It’s that, when push came to shove, some of JC’s own disciples were more
interested in saving their own asses than in recognizing the son of God (Mk
14:66-72). And it’s that Pilate himself,
generally considered the villain in this drama, and scorned from the
Apostles’ Creed to Telly Savalas, wasn’t convinced that Jesus had
done anything wrong; it was the crowd who in the end called for his
crucifixion (Mt 27:23).
Meanwhile, back in Boston. |
I realize
that I didn’t say much earlier about giving up sugar for Lent. At first, it was more difficult than last
year, when I didn’t eat meat. I can’t
think of too many circumstances in which I’ve been “craving” a hamburger, but I
realized this year that I was eating, and craving, sugar every day. A little chocolate in my muesli at breakfast
(or a pain au chocolat at the
airport), some dark chocolate with after-lunch coffee, and some kind of dessert
after dinner. When traveling and eating
out, I would never refuse dessert; the cupboard in my apartment in Cambridge
usually contained a bag or two of those fiendish2 Tate’s cookies you find at Whole Foods. I wouldn’t call my eating behavior
out-of-control (or unusual), but when I consciously stopped eating sugar, it
made me more aware of the difference between feeding myself and feeding a
craving. It drove a kind of wedge
between my “self,” which is me, and my desire, which is something I feel but
which is not me. This is hard to
describe without sounding flaky. Paul
gives it a shot in Romans 7:15: “For I
do not understand my own actions…For I have the desire to do what is right, but
not the ability to carry it out…Now if I do what I do not want, it is no longer
I who does it, but sin that dwells within me.”

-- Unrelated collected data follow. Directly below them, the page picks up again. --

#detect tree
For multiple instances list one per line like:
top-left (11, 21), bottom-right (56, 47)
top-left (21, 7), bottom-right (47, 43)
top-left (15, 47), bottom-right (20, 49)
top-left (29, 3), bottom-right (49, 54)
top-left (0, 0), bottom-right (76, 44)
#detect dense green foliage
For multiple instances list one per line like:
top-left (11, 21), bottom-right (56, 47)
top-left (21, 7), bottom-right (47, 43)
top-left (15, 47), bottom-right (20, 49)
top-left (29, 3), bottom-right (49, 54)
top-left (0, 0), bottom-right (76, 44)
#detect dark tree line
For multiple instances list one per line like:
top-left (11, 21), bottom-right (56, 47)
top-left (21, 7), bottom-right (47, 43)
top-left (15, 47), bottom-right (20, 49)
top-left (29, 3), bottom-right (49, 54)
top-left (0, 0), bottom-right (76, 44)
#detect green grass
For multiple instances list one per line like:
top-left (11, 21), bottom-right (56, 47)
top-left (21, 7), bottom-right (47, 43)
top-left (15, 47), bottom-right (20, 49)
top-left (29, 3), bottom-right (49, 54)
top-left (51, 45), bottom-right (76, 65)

The Buddha serves up more or less the same dish, hold the guilt: the
origin of suffering is “craving, desire, or attachment.”
Meanwhile,
back in Salthaus, I celebrated Easter with a piece of cake, layered with dark
and white chocolate and whipped cream, topped with a layer of passion fruit
jelly. It was delicious, and I savored
it like someone who hadn’t eaten any sugar for 6 weeks, but I didn’t find
myself mindlessly shoveling it into my face.
I think I
was hoping for some kind of Easter revelation at the end of all this. It didn’t really come, as holiday trips are
always busier than you think they’ll be, with driving around and doing
things. Also, there were a couple of
work emergencies that I had to deal with, and my sense is that one’s
opportunities to experience the mystical are inversely proportional to the
number of PowerPoint slides one encounters in any given week.
Still,
there is something unavoidably divine about South Tyrol. The way that the mountains seem to rise
vertically from the pool-table-flat valley, and thus how, when you’re in the
valley, your field of vision is completely occupied
by earth tones, or rather by earth itself, and a mysterious calm comes over you. The way that the farms are perched high up on
the mountains, with plowed rows gripping onto the steep grade, and you feel like
some kind of harmony between man and nature has been realized here. The way the smell of the apple blossoms overtook us as we
hiked the Schildhöfenweg.
The white noise that the Passer river makes as it flows over rocks that
seem so perfectly placed as to be man-made.
In Leaving Church, Barbara
Brown Taylor talks about the Irish concept of a “thin place,” where the
membrane between the mundane and the mystical seems to dissolve into almost
nothing. This is one of those places.
Late
afternoon on Easter Sunday I went running, out and back along the Passer River,
and then up the steep hill past our hotel.
I crossed the street and walked over to St. Michael’s Church in Salthaus, which I’ve never seen
in service, but whose doors always seem to be open whenever I try to go in. It’s a newer church with a modern design,
built to complement the surrounding landscape.
A wide window to the right of the altar affords a view of the mountains;
the ceiling is wavy parallel slats of wood.
I sat alone and said a prayer of thanks, and drops of my sweat made a little
slapping sound as they fell onto the vinyl kneeler in front of my pew.
1 “When I use the word God, I do not
envision a large person with two arms, two legs, a nose, and two eyes. I envision, instead, some presence so beyond
my being, a presence that both knows the stars by name and knows me by name, as
well, that is not here to be useful to me, that is not here to give me things
as much as to ask me to give myself away for love…(W)hen I say I believe in
God, I mean I trust. I trust in the
goodness of life, of being. I trust that
beyond all reason. I trust that with my
life. And that’s what I mean by God.”
2 It’s not insignificant that we often use
diabolical metaphors like this to describe food.